Research & Reviews: Journal of Material Sciences
MenuISSN:2321-6212
ISSN:2321-6212
Xavier Bidault and Nicolas Pineau
CEA DAM/DIF, France
Posters & Accepted Abstracts: Res. Rev. J Mat. Sci.
Recent experimental studies show that granularity has a substantial impact on the detonation behavior of high-explosive materials: under shock loading, a nanostructured one leads to smaller nanodiamonds than a microstructured one [1]. Moreover, simulations show that a porous energetic material undergoes an extra temperature rise related to the size of the pore/defect [2, 3]. Two aspects of this granularity, the surface energy and the porosity, are explored to investigate these different behaviors. From a model energetic material, the surface energy of nanoparticles with a radius from 2 nm up to 60 nm has been determined by means of Molecular Dynamics simulations using ReaxFF-lg potential [4]. Then, using the Rankine- Hugoniot relations and the equation of states of the corresponding bulk material [5], the contribution of this excess energy to the heating of the shock-compressed, nanostructured and porous material is determined, and compared to the compaction work needed to collapse its porosity. This allows evaluating the balance of these two aspects of granularity to the extra temperature rise under shock loading.

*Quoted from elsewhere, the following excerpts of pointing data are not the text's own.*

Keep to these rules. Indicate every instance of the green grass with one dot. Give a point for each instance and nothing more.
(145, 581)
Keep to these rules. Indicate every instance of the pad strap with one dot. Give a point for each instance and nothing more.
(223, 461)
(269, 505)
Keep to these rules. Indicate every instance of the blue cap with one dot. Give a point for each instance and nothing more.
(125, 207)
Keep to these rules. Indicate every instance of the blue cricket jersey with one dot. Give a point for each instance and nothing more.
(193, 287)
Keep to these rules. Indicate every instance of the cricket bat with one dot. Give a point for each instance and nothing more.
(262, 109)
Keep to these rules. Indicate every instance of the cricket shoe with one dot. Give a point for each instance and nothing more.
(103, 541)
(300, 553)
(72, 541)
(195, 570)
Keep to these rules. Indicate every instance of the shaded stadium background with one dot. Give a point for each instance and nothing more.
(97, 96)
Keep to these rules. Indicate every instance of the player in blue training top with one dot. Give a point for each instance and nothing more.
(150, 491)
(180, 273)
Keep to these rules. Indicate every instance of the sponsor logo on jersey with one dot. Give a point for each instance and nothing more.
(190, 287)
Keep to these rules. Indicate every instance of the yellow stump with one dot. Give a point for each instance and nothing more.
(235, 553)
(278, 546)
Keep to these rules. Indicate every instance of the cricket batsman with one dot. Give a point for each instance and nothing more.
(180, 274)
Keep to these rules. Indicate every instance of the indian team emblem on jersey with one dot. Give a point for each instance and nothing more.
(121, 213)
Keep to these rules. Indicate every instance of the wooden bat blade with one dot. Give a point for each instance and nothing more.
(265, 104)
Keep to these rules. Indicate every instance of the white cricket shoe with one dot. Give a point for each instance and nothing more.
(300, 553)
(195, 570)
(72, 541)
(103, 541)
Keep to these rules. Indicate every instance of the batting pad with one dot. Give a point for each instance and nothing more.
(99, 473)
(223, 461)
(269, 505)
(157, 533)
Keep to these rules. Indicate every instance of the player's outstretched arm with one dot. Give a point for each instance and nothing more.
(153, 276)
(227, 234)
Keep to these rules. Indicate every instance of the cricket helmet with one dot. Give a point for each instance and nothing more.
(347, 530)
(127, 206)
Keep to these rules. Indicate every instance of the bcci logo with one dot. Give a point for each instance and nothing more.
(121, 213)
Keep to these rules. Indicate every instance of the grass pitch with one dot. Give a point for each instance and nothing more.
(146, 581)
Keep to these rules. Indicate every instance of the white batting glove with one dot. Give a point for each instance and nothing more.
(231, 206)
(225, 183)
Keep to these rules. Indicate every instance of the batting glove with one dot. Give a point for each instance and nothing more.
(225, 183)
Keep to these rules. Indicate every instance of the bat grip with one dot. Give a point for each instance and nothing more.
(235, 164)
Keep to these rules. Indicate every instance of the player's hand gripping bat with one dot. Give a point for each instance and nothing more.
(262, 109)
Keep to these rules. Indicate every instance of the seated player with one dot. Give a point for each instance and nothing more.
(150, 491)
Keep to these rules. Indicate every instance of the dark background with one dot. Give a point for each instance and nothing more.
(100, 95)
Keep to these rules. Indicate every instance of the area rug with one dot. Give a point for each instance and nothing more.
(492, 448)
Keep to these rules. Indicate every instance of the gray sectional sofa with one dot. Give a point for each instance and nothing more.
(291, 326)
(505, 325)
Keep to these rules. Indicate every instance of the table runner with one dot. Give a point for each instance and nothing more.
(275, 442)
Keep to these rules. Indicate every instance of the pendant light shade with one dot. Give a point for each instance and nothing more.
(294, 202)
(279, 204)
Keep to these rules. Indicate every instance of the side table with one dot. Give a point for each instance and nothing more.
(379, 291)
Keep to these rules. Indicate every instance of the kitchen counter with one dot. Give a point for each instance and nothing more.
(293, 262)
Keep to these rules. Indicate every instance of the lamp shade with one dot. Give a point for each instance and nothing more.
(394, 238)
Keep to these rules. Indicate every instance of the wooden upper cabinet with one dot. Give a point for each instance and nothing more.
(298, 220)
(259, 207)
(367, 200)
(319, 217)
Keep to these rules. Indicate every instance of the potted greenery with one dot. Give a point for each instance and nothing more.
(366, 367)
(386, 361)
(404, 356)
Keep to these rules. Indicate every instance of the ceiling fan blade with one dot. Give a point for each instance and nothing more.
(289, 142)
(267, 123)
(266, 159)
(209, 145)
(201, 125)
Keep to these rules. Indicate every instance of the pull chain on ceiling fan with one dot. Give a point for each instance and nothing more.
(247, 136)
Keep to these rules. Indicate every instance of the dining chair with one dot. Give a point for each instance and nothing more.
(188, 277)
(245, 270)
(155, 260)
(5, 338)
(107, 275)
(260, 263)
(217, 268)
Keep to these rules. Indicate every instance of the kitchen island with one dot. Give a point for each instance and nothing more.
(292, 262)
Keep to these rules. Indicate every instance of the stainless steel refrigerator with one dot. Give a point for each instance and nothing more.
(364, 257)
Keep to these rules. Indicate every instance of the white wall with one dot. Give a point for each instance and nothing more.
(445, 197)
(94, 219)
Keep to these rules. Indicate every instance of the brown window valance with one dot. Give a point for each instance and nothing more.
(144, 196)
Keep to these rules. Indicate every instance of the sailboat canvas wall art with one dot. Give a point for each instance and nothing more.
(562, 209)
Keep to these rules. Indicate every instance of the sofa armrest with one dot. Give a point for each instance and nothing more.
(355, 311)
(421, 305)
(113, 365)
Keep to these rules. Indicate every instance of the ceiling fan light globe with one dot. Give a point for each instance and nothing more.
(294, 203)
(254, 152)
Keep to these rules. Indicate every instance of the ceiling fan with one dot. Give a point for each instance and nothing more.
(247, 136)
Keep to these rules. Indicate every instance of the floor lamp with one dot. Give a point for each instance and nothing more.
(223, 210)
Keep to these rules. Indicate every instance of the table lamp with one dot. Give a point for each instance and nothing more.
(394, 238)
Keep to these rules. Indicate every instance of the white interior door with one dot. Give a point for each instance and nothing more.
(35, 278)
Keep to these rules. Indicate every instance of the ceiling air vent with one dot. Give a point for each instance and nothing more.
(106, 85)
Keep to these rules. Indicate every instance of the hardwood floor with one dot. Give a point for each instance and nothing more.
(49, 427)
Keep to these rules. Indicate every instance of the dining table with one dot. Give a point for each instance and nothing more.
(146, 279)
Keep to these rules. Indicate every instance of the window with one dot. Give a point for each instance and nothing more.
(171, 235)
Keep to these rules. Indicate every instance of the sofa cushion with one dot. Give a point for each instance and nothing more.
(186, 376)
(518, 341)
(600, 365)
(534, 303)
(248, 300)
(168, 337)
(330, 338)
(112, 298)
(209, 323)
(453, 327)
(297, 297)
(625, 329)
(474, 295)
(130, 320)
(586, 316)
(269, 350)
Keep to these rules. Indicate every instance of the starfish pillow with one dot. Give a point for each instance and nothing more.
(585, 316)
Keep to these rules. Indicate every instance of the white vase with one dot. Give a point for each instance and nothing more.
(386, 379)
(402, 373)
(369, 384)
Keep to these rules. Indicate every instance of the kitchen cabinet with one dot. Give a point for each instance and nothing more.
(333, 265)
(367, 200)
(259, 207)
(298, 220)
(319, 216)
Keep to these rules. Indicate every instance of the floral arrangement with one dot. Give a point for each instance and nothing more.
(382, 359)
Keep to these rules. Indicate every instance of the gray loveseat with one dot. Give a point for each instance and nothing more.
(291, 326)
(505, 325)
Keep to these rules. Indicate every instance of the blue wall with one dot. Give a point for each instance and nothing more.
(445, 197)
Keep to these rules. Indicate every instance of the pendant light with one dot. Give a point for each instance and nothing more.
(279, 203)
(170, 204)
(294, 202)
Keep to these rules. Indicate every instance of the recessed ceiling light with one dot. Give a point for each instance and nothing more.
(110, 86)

Xavier Bidault has his expertise in modeling and analysis of nanostructured materials by Molecular Dynamics. In order to study nanostructured optical fibers, the simple adaptive model that he developed during his Physics PhD allowed the simulations to reproduce for the first time the separation of phases of complex compositions in silica-based glasses, as experimentally observed. He now enlarges his skills to organic materials to understand how the granularity (surface energy and porosity) of a nanostructured energetic material impacts its reactivity under shock, with a focus on nanodiamond formation.